Psychotherapie bei psychosomatischen Beschwerden
Wie Verhaltenstherapie bei psychosomatischen Beschwerden helfen kann
In unserer Praxis für Verhaltenstherapie in Linz unterstützen wir Menschen bei psychosomatischen Beschwerden. Körperliche Beschwerden, für die sich keine ausreichende medizinische Ursache finden lässt, können sehr belastend sein. Vielleicht plagen Sie sich mit Schmerzen, Magen-Darm-Problemen, Schwindel, Erschöpfung oder anderen Symptomen – und fühlen sich damit unverstanden. Wenn Ärzt*innen nichts finden, heißt das nicht, dass Ihre Beschwerden „nicht echt“ sind. Sie sind real – und sie haben eine Ursache. Die Verhaltenstherapie kann Ihnen helfen, die Verbindung zwischen Körper und Psyche besser zu verstehen – und neue Wege im Umgang mit den Beschwerden zu finden.

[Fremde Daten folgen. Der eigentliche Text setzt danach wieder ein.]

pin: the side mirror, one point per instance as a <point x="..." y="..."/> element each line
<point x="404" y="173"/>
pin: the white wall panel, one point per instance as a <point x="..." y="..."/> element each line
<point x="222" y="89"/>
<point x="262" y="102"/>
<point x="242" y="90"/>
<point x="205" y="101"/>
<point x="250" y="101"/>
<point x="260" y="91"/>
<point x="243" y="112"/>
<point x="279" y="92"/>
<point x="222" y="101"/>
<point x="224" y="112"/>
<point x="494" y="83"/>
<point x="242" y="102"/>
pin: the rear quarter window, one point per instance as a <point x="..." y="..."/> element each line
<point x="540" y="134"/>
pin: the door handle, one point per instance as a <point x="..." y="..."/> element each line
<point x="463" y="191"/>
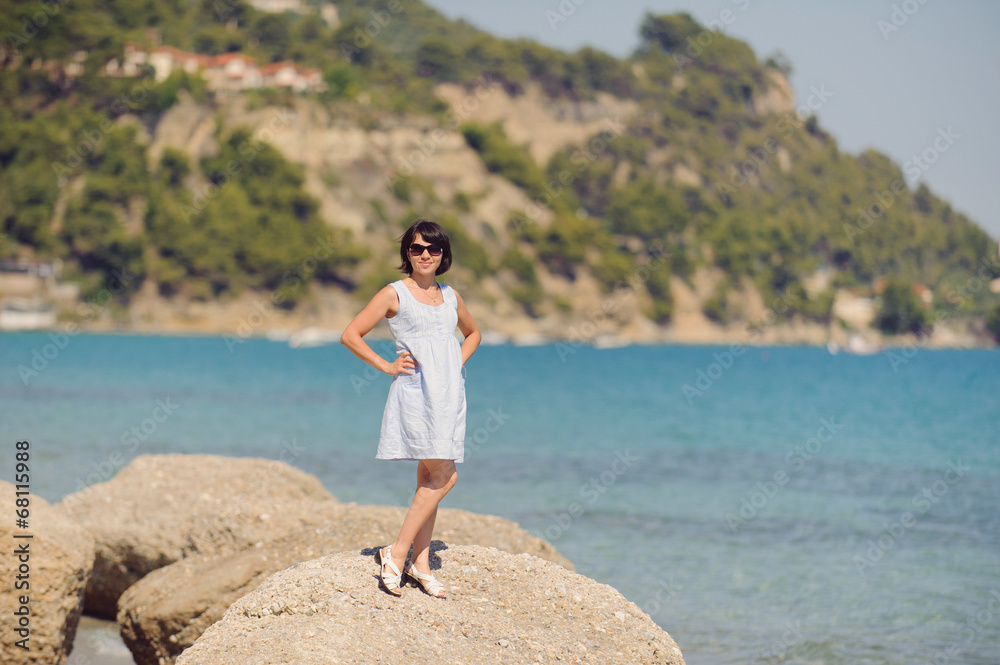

Zusammenhänge erkennen – zwischen Körper und Psyche
In der Therapie schauen wir gemeinsam, wann und in welchen Situationen Ihre Beschwerden auftreten. Oft zeigt sich, dass Stress, unterdrückte Gefühle oder langanhaltende Belastungen körperliche Symptome verstärken können. Dieses Wissen hilft, den Beschwerden nicht mehr ausgeliefert zu sein.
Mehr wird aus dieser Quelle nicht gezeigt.